In a paper accepted to the ACM SIGIR Conference on Human Information Interaction and Retrieval, my colleagues and I present a new neural-network-based system for predicting context of use from customer queries. From the query “adidas mens pants”, for instance, the system predicts the activity “running”.
In tests, human reviewers agreed, on average, with 81% of the system’s predictions, indicating that the system was identifying patterns that could improve the quality of Amazon’s product discovery algorithms.
The first step in training our system: assemble a list of context-of-use categories. These were identified by human experts, based on common product queries. We ended up with a list of 173 categories, divided into 112 activities (such as reading, cleaning, and running) and 61 audiences (such as child, daughter, man, and professional).
This was the extent of human involvement in annotating the training data for our system. We automated the rest of the data preparation process.
Building the data set
First, we used standard reference texts to create “aliases” for the terms we used to denote our categories. The aliases for the audience category mother, for instance, included “mum”, “mom”, and “mommy”.
The next stages of the process relied on an in-house Amazon data set, which relates millions of products to particular query strings.
We scoured online reviews of the products for either our original category terms or their aliases. If either — original or alias — turned up in any review of a given product, the product was labeled with the corresponding category term. This was a simple binary classification: either the product was related to the category or it wasn’t. We didn’t weight the classifications according to the frequency with which terms occurred.
The internal data set we used correlates query strings with products according to an affinity score, from 1 to 15. A low score means a weak correlation, a high score a strong one. To train our context-of-use predictor, we created a data set each of whose entries consists of three data items: a query; a product ID, annotated with context-of-use categories; and the query-product affinity score. Each query might be paired with different products, and each product might be paired with different queries.

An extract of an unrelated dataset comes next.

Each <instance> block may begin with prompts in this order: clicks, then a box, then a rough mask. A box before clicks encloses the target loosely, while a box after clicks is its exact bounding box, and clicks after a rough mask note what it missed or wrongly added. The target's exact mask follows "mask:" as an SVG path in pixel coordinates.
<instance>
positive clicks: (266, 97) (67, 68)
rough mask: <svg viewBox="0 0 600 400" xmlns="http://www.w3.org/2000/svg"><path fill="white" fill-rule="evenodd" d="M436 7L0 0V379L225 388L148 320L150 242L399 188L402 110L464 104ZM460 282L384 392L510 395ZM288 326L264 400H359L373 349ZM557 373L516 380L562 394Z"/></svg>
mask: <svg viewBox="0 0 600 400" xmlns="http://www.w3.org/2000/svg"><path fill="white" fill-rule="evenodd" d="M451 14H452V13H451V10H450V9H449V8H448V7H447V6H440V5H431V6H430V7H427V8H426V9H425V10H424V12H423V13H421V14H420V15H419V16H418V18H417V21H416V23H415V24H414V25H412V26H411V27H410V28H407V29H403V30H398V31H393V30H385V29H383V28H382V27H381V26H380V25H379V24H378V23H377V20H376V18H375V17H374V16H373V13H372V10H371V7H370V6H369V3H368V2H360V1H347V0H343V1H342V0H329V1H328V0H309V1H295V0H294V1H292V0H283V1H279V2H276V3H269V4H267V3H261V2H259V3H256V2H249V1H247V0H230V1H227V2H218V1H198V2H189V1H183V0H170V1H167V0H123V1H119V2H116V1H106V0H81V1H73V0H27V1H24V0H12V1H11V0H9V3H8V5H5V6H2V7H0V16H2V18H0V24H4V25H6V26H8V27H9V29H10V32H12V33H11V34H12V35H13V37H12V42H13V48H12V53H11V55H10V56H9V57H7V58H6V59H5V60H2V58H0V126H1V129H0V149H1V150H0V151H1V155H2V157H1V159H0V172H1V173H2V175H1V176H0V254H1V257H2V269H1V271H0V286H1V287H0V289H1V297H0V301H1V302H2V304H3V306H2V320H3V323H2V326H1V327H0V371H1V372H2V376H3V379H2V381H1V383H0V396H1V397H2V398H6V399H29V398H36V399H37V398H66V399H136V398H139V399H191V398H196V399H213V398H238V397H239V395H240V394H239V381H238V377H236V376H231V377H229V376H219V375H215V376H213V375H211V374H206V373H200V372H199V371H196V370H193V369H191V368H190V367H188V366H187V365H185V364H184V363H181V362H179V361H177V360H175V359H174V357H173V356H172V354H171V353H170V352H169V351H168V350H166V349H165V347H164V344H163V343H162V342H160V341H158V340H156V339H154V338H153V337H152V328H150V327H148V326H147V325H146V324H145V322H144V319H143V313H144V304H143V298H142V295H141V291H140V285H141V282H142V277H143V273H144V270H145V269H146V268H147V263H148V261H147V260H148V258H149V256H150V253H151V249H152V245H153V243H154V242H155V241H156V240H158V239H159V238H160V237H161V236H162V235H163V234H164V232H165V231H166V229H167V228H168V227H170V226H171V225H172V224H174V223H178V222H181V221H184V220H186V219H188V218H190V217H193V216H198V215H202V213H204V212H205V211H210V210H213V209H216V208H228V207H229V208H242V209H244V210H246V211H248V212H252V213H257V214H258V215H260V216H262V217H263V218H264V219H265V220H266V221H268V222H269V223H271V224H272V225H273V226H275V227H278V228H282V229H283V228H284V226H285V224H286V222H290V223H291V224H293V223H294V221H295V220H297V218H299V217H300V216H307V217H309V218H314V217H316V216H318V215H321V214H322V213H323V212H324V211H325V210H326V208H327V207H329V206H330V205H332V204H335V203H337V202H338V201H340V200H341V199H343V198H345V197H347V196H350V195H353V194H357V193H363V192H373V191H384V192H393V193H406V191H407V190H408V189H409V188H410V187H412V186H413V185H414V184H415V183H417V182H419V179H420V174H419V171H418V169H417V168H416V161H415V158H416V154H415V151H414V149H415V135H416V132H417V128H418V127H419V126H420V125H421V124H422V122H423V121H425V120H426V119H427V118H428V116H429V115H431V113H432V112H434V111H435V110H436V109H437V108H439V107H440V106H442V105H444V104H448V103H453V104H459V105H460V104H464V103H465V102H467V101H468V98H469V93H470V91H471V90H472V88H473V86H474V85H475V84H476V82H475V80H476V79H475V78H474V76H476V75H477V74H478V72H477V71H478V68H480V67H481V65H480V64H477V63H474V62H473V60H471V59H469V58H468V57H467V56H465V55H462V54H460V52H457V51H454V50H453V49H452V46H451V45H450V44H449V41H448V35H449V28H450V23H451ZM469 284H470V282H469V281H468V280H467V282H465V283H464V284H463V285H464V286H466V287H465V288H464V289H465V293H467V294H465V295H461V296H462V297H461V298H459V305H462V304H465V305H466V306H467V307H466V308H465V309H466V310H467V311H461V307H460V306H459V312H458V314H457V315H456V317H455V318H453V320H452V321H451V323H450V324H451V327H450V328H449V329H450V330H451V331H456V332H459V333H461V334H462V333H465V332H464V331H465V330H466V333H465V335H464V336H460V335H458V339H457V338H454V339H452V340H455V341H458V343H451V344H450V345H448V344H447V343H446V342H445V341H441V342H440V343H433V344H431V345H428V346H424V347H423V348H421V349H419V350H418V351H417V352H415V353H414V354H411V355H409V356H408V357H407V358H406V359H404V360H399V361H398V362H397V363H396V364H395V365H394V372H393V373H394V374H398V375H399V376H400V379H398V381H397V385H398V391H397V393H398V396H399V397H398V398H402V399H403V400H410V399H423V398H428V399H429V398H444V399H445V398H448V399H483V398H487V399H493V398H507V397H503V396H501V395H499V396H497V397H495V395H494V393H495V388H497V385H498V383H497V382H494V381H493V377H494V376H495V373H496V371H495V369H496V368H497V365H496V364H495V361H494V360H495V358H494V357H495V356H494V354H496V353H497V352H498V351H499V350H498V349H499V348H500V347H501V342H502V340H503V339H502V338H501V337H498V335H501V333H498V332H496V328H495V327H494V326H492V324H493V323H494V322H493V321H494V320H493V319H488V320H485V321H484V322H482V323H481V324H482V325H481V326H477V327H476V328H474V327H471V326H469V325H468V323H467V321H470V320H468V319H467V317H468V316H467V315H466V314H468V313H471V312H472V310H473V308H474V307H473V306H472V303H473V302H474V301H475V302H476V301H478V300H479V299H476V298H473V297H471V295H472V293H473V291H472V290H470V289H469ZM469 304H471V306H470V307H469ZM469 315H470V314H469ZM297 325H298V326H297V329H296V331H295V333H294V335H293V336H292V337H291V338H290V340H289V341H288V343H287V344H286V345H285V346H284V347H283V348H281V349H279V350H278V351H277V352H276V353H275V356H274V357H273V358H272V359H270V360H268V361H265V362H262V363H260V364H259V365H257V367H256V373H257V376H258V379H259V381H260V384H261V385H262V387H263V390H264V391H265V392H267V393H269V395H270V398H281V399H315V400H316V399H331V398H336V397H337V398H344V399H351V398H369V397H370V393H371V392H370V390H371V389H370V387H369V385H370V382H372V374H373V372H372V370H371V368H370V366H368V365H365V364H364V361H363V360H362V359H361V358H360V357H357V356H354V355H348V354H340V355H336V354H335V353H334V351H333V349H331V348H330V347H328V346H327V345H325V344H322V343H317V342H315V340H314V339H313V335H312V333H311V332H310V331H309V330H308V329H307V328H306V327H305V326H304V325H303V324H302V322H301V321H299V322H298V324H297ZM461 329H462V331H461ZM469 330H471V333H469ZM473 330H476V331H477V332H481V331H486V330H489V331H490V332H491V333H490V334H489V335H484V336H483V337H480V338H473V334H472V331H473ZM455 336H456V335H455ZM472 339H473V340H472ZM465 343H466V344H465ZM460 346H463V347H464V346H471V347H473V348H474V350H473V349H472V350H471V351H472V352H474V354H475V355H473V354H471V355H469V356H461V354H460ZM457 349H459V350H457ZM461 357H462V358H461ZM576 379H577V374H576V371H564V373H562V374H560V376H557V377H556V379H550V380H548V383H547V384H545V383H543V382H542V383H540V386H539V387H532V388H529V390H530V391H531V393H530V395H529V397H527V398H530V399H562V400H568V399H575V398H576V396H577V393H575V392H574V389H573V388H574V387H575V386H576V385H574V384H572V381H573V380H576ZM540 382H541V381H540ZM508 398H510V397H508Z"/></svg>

We used the resulting data set to train six different machine learning models, each of which used a convolutional neural network. First, we divided our data into two sets, one annotated according to activity, one according to audience. From each of these data sets, we constructed two more, one in which the minimum permissible affinity score was 15, one in which it was 8.
The models whose training data had an affinity threshold of 15 were trained using binary cross-entropy, which is commonly used to train binary classifiers and imposes particularly stiff penalties on incorrect classifications that get high confidence scores. With the data that had an affinity threshold of 8, we used two different loss functions. One was the standard binary cross-entropy. The other was B-weighted binary cross-entropy, which is much like ordinary cross-entropy but weights the penalty incurred by each data item according to its affinity score.
Six models resulted, each of which was trained to predict context of use on the basis of query strings. In tests, the most accurate models used ordinary binary cross-entropy with an affinity threshold of 8. They were able to predict product annotations with an accuracy of 97% for activity categories and 92% for audience categories.
We also presented human reviewers with rank-ordered lists of categories generated by the three activity models; the reviewers then indicated which of the classifications they agreed with. Again, the best-performing model used binary cross-entropy with an affinity threshold of 8. This is where we saw an average of 81% agreement between the system’s per-item predictions and the annotators’ judgments.
This suggests that the contexts of use identified by our system could help product discovery algorithms deliver more-relevant results, improving the customer experience. Moreover, the minimal human supervision required to produce training data means that our method could be expanded to new categories with relatively little effort.